Sul piano della politica interna si registrano significativi sviluppi in numerosi paesi della regione. Dopo le elezioni dello scorso ottobre, l'Iraq ha compiuto i primi passi verso la formazione di un nuovo esecutivo, anche se la frammentarietà del quadro politico e la presenza di numerose milizie nel paese contribuiscono a complicare il processo parlamentare. In Turchia la crisi valutaria e l'elevata inflazione costituiscono il principale elemento di instabilità interna, con ripercussioni anche sul piano politico e sociale nonché sui consensi nei confronti della leadership al potere. In Israele, invece, il nuovo governo Bennett-Lapid è recentemente riuscito a ottenere l'approvazione del nuovo bilancio statale, conditio sine qua non per la continuazione della composita coalizione di governo.

Negli ultimi mesi vi sono stati anche importanti sviluppi politici in Nord Africa. In Libia, dopo l'annullamento delle elezioni presidenziali previste per il 24 dicembre, sembra che la transizione politica abbia raggiunto una fase particolarmente critica. La situazione politica rimane volatile anche in Tunisia dove, dopo la sospensione del parlamento decretata dal presidente Kaïs Saïed, la scorsa estate si registra un evidente indebolimento delle istituzioni democratiche nazionali.

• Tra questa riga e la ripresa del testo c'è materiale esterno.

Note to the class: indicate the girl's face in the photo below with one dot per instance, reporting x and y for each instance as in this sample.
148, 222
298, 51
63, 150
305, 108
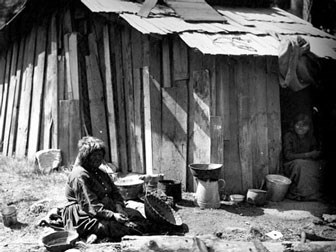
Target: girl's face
96, 158
301, 128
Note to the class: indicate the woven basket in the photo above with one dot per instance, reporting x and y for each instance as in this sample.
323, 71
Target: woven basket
158, 211
60, 240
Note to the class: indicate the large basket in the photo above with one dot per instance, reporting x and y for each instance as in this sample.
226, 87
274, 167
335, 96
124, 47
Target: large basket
158, 211
206, 171
60, 240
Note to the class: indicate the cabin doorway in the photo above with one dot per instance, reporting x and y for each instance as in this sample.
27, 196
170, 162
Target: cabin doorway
320, 103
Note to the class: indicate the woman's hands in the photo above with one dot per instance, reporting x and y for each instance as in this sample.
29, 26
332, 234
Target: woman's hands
313, 154
121, 215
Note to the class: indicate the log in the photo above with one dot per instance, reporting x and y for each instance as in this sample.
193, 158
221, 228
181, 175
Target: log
19, 70
37, 93
111, 115
25, 97
5, 95
10, 101
51, 91
211, 243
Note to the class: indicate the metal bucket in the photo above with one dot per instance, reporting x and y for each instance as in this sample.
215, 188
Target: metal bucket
277, 186
9, 216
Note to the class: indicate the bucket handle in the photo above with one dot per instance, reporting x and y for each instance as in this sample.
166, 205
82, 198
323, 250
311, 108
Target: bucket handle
262, 184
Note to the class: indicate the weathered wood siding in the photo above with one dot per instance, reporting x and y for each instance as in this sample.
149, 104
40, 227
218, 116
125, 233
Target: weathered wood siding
157, 104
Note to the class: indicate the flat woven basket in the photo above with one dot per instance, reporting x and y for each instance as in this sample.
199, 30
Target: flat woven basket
158, 211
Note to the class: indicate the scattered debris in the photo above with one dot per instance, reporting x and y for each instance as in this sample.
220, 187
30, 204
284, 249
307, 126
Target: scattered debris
274, 235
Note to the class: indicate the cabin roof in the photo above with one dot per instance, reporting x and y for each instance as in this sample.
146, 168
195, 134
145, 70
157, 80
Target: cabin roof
245, 31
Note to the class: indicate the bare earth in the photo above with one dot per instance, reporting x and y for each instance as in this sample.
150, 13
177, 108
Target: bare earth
34, 195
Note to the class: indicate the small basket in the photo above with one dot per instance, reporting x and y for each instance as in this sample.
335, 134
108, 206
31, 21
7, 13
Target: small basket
158, 211
206, 172
60, 240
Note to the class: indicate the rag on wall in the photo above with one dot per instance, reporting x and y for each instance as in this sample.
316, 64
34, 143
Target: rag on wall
298, 66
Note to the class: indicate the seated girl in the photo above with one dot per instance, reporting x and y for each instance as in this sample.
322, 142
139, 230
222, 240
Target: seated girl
302, 160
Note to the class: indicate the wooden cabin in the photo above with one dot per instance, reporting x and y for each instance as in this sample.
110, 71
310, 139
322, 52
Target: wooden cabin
162, 92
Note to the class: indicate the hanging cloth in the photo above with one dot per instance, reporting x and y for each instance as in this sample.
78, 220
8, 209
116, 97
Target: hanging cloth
298, 66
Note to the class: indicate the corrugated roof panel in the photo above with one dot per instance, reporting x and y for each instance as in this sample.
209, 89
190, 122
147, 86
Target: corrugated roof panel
112, 6
227, 44
122, 6
322, 47
196, 11
143, 25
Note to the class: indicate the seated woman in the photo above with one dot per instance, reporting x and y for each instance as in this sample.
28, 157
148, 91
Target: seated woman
95, 207
302, 164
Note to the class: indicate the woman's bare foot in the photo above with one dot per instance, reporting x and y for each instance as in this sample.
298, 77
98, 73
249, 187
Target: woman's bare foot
91, 239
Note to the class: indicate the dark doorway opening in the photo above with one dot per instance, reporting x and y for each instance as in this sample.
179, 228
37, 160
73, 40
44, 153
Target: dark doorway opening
319, 102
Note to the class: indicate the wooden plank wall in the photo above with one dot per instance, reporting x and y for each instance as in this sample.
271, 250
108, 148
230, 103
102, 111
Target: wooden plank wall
157, 104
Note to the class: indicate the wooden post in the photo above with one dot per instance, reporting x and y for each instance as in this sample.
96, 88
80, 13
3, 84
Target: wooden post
234, 172
96, 94
2, 75
63, 137
73, 60
129, 97
25, 98
273, 115
244, 130
5, 96
10, 100
147, 121
138, 106
74, 129
19, 70
115, 40
51, 91
154, 51
259, 120
112, 123
37, 94
166, 61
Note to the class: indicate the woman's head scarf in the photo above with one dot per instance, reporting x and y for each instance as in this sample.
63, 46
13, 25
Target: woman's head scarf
86, 146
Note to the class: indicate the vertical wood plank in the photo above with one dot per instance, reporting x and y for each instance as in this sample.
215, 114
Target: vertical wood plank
2, 75
110, 99
232, 168
273, 116
217, 143
61, 76
180, 60
68, 93
37, 93
174, 133
147, 121
115, 40
51, 90
166, 61
10, 100
259, 120
129, 96
74, 129
64, 134
195, 65
19, 70
243, 77
96, 94
138, 105
73, 61
155, 63
209, 63
5, 95
25, 98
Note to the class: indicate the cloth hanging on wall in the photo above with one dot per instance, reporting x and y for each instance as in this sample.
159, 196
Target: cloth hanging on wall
298, 66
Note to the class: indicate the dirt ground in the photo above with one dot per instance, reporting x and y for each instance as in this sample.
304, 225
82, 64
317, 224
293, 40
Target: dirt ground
34, 195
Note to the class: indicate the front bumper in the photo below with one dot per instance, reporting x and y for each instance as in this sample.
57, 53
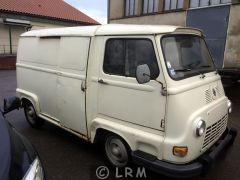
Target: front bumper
199, 167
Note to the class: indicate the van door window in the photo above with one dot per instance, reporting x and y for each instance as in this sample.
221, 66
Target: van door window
122, 56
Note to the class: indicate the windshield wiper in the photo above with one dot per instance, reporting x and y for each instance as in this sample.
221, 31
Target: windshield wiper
183, 70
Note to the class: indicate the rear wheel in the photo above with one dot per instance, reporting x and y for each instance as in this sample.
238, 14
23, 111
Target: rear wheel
116, 151
31, 116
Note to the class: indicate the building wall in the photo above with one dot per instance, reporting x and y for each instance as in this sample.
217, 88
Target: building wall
176, 18
232, 51
116, 9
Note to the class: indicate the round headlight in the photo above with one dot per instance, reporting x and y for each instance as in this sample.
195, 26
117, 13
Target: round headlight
201, 127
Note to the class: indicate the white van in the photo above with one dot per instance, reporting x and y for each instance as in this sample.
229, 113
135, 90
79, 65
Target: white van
151, 94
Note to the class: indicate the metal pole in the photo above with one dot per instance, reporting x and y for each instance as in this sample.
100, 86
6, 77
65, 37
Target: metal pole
10, 39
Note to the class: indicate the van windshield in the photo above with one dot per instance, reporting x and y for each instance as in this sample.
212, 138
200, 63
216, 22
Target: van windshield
186, 56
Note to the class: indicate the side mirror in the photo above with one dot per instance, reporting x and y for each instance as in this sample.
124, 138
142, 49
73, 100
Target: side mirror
11, 104
143, 74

In Egitto, a dispetto della proclamazione della fine dello stato di emergenza e di alcuni gesti simbolici compiuti dal governo, continuano a sussistere importanti criticità legate al tema dei diritti civili. Sul fronte della politica estera, le relazioni tra Algeria e Marocco continuano a essere tese, mentre si registra un consolidamento dei rapporti tra Algeri e Tunisi.

Per quanto riguarda i teatri di guerra regionali, si registra un calo della conflittualità in Siria, dove la situazione militare sembra essere ormai giunta a una fase di stallo. Le violenze continuano invece ininterrotte in Yemen e specialmente nel governatorato di Marib e a Hodeida, dove a gennaio si è registrata una delle peggiori escalation degli ultimi anni. In entrambi i paesi, però, si evidenzia un sensibile peggioramento della situazione umanitaria, ulteriormente esacerbata dalla volatilità delle valute nazionali e dalle critiche condizioni economiche.

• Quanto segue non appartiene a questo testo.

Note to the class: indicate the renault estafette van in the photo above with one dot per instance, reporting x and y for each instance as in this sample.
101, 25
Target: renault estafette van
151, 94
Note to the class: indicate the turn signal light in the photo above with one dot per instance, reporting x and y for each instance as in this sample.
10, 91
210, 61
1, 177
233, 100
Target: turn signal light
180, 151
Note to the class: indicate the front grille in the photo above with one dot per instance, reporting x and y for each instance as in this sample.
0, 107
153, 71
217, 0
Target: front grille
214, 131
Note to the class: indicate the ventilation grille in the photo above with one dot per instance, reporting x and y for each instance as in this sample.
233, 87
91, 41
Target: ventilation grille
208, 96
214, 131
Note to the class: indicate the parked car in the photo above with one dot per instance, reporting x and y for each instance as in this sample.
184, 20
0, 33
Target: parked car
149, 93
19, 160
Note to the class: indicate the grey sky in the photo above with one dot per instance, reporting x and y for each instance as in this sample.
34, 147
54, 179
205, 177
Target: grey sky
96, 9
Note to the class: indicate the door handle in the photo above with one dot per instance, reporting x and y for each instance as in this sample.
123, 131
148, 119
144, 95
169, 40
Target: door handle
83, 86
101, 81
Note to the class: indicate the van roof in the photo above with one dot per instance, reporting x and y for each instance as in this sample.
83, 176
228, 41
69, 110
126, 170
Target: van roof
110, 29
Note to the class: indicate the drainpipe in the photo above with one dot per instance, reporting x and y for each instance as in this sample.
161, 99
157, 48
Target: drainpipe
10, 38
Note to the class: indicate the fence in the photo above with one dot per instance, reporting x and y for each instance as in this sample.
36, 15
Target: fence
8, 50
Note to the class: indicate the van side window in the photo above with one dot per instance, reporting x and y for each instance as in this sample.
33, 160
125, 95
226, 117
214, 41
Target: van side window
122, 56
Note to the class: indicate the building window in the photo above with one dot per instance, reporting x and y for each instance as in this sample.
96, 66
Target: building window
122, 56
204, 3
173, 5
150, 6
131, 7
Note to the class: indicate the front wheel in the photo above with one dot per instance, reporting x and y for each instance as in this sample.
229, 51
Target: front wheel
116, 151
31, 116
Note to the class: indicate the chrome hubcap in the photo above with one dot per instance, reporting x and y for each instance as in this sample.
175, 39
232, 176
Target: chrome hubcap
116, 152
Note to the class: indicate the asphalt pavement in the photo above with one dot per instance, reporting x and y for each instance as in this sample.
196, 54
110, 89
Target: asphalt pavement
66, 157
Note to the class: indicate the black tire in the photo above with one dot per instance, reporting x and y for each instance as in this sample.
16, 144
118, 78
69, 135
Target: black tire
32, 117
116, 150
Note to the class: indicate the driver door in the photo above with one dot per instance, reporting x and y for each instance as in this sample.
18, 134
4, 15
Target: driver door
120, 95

Il tema della ripresa dalle conseguenze economiche della pandemia da Covid-19 è diventato ormai centrale per gran parte dei paesi del Mediterraneo allargato. Molti stati dell'area si trovano infatti a dover affrontare un debito pubblico che è considerevolmente aumentato nel periodo della pandemia. Inoltre, la diversificazione economica e lo sviluppo del settore privato sono sfide a cui i governi della regione hanno dedicato negli scorsi mesi particolare attenzione. La situazione pandemica è in miglioramento nella maggior parte degli stati della regione. A dispetto delle difficoltà iniziali, la campagna vaccinale procede ora speditamente in molti paesi. Il tasso di vaccinazione è però ancora particolarmente basso in Algeria, Iraq e Libia, oltre che nei paesi teatro di guerra come Siria e Yemen.